Click Streams are Dirty


Lee Odden asks Matt Cutts about clickstreams. Matt made it sound as though generally they had little value:

I’m not going to say definitively that Google doesn’t/won’t use toolbar data (or other signals) in ranking. I think what you were picking up on was my long list of “cons” in data like that.

Regarding cons of using toolbar data, the main reason would be if people were to spoof toolbar data to make a page or domain look more visited than it was. For example, at SES New York, I pointed out that Alexa provides a “Related Links” feature for web sites, and that data had been spammed to show related sites being job sites, poker sites, etc.

This is quite contrary to Mike Grehan's recent article mentioning clickstreams.

Links are good. But you can only get links from other people who have Web sites. What about the millions of end users who don't have sites? The only way they can show a search engine their approval of results' relevancy is by voting with clicks.

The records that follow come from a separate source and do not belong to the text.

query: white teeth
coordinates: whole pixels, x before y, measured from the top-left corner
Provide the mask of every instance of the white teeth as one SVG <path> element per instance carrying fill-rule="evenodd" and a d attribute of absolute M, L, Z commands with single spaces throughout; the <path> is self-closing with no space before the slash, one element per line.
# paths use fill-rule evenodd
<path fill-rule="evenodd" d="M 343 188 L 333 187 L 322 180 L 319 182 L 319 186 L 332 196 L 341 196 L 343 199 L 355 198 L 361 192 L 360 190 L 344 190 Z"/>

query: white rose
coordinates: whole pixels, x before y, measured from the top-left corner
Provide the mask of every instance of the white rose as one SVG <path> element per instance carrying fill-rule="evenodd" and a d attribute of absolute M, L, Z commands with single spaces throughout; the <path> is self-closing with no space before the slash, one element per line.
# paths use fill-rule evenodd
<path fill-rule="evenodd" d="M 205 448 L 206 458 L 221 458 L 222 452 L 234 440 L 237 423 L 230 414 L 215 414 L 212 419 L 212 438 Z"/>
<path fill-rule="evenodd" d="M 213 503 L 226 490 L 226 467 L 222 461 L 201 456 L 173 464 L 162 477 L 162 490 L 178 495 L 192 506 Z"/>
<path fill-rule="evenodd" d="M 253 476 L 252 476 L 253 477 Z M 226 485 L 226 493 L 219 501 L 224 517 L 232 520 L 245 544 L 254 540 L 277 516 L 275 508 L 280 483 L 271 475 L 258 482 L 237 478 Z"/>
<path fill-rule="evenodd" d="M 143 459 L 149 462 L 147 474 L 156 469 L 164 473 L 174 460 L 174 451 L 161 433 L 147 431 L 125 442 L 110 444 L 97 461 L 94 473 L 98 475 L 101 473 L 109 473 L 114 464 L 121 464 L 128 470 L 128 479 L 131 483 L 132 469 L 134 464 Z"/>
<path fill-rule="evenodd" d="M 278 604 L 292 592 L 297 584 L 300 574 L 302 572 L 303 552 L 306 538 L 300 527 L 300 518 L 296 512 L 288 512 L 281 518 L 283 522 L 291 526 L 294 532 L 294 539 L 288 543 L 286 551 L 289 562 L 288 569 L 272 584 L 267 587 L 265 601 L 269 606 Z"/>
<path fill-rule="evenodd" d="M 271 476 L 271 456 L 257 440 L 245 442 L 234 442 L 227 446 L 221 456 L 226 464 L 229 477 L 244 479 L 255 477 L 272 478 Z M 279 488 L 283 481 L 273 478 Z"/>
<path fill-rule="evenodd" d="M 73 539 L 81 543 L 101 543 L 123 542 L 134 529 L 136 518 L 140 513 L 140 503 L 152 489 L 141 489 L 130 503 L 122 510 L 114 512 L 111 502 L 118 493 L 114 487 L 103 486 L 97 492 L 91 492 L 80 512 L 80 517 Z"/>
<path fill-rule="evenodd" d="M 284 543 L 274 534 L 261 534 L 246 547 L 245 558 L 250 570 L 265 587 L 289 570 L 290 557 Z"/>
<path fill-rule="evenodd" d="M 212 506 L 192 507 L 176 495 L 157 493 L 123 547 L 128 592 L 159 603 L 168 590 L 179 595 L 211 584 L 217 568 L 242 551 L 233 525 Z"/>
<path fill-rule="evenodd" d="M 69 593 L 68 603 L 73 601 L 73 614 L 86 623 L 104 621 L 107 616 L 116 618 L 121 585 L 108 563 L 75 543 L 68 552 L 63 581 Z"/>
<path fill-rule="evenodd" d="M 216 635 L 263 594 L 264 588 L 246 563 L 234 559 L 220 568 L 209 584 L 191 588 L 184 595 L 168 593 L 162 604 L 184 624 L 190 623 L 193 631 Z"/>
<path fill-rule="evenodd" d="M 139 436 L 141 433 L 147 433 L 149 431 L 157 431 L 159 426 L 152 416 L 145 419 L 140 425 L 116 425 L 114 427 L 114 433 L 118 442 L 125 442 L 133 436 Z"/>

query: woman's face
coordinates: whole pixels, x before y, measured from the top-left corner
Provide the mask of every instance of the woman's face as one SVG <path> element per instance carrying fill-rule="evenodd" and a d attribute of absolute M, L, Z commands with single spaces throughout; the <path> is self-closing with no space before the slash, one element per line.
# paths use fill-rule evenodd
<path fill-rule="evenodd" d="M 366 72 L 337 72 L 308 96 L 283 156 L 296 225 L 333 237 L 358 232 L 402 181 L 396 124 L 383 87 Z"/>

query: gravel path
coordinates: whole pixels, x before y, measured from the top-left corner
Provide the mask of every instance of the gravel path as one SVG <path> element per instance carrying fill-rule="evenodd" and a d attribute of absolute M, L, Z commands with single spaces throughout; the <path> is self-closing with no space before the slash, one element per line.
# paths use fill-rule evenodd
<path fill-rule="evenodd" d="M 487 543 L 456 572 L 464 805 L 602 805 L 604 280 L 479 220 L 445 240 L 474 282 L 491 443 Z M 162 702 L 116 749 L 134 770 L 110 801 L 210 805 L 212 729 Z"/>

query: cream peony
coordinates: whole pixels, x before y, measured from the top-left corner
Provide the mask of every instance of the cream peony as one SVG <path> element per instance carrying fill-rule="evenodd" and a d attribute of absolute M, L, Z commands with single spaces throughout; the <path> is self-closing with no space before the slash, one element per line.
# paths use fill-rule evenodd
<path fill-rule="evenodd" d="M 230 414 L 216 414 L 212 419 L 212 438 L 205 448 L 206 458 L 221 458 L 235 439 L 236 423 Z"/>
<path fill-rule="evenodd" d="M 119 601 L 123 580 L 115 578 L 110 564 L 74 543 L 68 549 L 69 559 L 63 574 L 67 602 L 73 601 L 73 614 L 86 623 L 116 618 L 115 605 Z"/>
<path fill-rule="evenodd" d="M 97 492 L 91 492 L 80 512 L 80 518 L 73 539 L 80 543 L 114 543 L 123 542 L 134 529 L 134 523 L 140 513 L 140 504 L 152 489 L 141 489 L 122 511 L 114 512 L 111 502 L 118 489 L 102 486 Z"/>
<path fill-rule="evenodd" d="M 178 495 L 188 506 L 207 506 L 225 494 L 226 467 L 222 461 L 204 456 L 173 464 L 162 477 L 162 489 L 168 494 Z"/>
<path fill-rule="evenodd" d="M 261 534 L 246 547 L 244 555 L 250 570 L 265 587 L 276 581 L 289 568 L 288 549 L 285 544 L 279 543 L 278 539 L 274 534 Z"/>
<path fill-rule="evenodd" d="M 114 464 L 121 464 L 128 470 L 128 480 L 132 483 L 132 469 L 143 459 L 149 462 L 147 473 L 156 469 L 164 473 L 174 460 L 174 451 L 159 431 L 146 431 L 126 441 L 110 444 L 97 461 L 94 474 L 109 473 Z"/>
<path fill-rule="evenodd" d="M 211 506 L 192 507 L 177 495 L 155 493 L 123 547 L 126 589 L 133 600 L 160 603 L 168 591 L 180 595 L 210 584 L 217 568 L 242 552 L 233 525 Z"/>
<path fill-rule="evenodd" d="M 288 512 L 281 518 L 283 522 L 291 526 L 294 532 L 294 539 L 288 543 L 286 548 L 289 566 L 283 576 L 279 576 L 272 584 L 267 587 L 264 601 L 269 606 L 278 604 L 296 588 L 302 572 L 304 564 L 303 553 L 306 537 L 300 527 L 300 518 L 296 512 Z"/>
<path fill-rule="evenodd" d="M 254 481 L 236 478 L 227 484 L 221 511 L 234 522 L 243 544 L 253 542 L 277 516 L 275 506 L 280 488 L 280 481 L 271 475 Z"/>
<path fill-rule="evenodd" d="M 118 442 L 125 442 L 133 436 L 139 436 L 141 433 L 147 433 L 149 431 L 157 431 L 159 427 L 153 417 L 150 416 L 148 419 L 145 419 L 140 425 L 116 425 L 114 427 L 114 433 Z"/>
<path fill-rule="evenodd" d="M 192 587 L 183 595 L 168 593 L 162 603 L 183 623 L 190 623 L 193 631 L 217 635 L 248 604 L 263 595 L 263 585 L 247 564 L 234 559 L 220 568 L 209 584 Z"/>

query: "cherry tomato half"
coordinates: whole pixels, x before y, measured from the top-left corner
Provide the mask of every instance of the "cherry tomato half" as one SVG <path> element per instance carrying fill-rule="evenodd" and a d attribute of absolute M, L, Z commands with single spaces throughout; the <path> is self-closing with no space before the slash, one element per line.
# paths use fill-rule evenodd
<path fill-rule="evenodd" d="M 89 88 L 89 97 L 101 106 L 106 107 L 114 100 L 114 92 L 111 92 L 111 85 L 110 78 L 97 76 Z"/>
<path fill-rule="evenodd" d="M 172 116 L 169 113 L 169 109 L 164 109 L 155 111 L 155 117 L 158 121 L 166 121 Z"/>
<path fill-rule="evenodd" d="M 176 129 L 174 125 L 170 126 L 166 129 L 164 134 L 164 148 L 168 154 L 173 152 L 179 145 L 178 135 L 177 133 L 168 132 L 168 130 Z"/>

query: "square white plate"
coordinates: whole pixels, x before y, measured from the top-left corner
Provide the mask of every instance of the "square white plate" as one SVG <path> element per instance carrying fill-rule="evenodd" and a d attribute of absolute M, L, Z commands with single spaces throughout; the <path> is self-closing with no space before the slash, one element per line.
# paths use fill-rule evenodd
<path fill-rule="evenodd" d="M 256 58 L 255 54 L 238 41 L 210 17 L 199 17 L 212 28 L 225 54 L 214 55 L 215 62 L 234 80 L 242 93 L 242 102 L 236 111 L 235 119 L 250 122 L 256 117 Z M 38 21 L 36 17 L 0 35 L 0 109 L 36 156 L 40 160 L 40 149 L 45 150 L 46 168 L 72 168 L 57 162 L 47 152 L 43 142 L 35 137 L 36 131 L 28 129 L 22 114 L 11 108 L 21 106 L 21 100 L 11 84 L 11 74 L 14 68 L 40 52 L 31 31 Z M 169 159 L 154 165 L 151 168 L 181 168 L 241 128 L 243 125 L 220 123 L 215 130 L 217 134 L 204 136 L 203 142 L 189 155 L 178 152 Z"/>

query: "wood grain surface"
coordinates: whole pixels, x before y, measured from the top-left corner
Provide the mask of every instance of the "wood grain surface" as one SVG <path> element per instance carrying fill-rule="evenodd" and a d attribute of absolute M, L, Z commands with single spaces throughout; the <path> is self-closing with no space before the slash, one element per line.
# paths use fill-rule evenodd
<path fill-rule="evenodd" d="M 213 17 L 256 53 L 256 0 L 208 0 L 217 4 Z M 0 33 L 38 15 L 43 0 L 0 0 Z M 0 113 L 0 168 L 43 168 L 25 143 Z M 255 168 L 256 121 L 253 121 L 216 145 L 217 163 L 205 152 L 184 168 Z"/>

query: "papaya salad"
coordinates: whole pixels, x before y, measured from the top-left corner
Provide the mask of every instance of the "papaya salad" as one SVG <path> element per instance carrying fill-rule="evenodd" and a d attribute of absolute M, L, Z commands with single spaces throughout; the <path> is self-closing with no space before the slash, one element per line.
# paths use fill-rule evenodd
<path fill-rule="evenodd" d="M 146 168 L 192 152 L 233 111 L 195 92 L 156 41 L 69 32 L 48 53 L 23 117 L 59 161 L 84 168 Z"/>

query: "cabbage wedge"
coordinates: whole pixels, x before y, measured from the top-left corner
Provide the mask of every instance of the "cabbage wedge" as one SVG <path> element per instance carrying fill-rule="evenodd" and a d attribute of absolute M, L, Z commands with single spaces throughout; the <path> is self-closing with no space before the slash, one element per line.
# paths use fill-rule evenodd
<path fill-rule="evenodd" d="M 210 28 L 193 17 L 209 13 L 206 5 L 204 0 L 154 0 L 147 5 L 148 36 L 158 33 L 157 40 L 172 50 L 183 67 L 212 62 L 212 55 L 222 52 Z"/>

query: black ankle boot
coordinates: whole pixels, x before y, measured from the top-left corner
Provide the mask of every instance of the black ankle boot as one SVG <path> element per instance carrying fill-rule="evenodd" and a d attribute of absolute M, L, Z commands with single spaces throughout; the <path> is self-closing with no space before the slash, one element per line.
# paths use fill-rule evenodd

I now tend to look at links as a peer group review. If your community thinks your site is the greatest piece of work ever and decides to link to it, you have their vote. End users will decide whether the community was right or wrong.

Is Matt leading us astray, or do you think Google does not use clickstreams at this point? With as sophisticated as some of their algorithms are you would think that they would be able to find some signal out of toolbar data, wouldn't you?


Both Mike and Matt's Points Are Valid

It can be a great tool, but it's also easily manipulated. That being the case, if it were my engine, I would go out of my way to convince my enemy I would never user it. That way I could use it without the data being tainted.....

Yeah if I remember correctly

Yeah if I remember correctly Mike Grehan mentioned user data and/or search patterns (e.g. searches for your website's name) as possible reasons 'legit' sites beat the sandbox-which-doesn't-exist.

And again if I remember correctly Brett Tabke stated in that recent WMW thread, point blank, that Google has been using user data since Florida.

Cutts' points would seem to contradict that sentiment -- almost. But in classic Cutts fashion, he does, of course, leave room for gray area.

Ultimately, I'm going to say they ARE using user data. Of course it is muddied and spammed. Did that ever stop them from analyzing links?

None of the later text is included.